Prof. Peter Wilcoxen will present results on the potential role a modest carbon tax could play as part of a tax reform initiative in the United States.  The carbon tax analyzed would reduce annual carbon dioxide emissions substantially.  The new revenue generated by the tax could be used to offset a reduction in the tax on capital income, which would lead to increased investment and GDP.  Including a carbon tax in a tax reform package could thus reduce emissions while expanding the economy.

Ryan Falkenstein-Smith will describe the development of oxygen transport membranes (OTMs) that have the potential to revolutionize carbon capture technology at minimal energy sacrifice and financial cost. OTMs act as air separation units that supply a large volume of high purity oxygen without the need for external circuitry. This occurs when there is a difference in oxygen concentration across the OTM, allowing for oxygen to transport from the air to fuel side, thus eliminating nitrogen and simplifying the combustion process. The combustion products (carbon dioxide and water) can then be separated, captured, and sequestered for future use, allowing for the mitigation of harmful pollutants without sacrificing power plant efficiency.

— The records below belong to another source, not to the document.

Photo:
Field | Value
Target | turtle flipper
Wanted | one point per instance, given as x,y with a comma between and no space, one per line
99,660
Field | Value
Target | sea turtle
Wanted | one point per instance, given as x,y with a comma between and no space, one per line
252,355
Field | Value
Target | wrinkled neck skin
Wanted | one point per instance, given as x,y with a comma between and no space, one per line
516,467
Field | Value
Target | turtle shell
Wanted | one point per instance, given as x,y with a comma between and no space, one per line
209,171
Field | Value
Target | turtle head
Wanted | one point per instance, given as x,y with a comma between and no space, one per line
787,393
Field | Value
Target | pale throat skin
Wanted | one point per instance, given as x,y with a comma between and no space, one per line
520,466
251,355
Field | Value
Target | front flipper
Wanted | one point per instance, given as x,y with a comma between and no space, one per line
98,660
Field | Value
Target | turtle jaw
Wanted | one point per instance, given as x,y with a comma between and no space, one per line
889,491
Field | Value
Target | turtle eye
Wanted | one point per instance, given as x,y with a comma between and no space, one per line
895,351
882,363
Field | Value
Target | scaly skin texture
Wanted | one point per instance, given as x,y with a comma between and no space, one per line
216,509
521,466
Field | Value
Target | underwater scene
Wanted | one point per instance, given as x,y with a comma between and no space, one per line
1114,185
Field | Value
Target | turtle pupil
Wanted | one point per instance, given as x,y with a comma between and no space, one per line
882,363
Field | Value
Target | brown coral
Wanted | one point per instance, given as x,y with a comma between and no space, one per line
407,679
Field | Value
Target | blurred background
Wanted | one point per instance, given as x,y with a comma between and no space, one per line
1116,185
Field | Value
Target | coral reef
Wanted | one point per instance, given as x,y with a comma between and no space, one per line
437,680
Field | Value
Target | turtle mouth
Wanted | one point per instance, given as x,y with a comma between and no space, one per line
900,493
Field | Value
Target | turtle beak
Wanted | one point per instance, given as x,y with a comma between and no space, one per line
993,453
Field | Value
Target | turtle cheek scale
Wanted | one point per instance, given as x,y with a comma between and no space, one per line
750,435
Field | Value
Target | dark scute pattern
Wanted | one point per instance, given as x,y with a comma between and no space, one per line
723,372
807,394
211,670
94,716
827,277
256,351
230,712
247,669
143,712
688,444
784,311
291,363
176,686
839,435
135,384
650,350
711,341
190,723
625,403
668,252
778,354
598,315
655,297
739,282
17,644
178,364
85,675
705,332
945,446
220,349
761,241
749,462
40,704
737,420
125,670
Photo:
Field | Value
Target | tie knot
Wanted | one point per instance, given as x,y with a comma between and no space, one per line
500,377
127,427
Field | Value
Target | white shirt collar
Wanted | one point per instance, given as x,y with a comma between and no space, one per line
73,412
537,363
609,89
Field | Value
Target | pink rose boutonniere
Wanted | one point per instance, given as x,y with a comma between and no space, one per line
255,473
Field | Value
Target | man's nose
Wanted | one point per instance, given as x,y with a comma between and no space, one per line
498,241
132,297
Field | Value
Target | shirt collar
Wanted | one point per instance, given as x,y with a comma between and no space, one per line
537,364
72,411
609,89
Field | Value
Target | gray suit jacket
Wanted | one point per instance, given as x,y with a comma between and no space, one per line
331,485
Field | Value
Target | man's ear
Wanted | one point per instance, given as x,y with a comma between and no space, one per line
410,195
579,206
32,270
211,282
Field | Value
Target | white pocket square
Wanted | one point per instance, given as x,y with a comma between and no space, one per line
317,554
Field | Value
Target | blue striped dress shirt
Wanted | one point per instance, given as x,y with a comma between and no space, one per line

Ryan Falkenstein-Smith is a PhD candidate in the Department of Mechanical and Aerospace Engineering at Syracuse University. His research interests include ion transport membranes, carbon capture technology, and green-house gas control. His current work focuses on the experimental and numerical evaluation oxygen transport membranes for oxy-fuel combustion and carbon capture purposes. Additionally, Ryan is highly invested in engineering education research, particularly finding innovative ways to improve student learning capabilities. Ryan is also a recipient of the Syracuse University Graduate Fellowship and the NSF EAPSI Fellowship.

Peter Wilcoxen is a Professor of Public Administration and International Affairs, a Laura J. and L. Douglas Meredith Professor for Teaching Excellence, and a Senior Research Associate at the Center for Policy Research. He also serves as Director of the Maxwell School’s Center for Environmental Policy and Administration. Pete’s principal area of study is the effect of environmental and energy policies on economic growth, international trade, and the performance of individual industries. He has published numerous articles and co-authored two books: one on the design of an international policy to control climate change, and one on the design and construction of large-scale economic models. Since 1995, he has served as a non-resident senior fellow at the Brookings Institution. Pete received his Ph.D. in economics from Harvard in 1989.

This forum will be moderated by Neil Webb, Director of Business Development at OBG.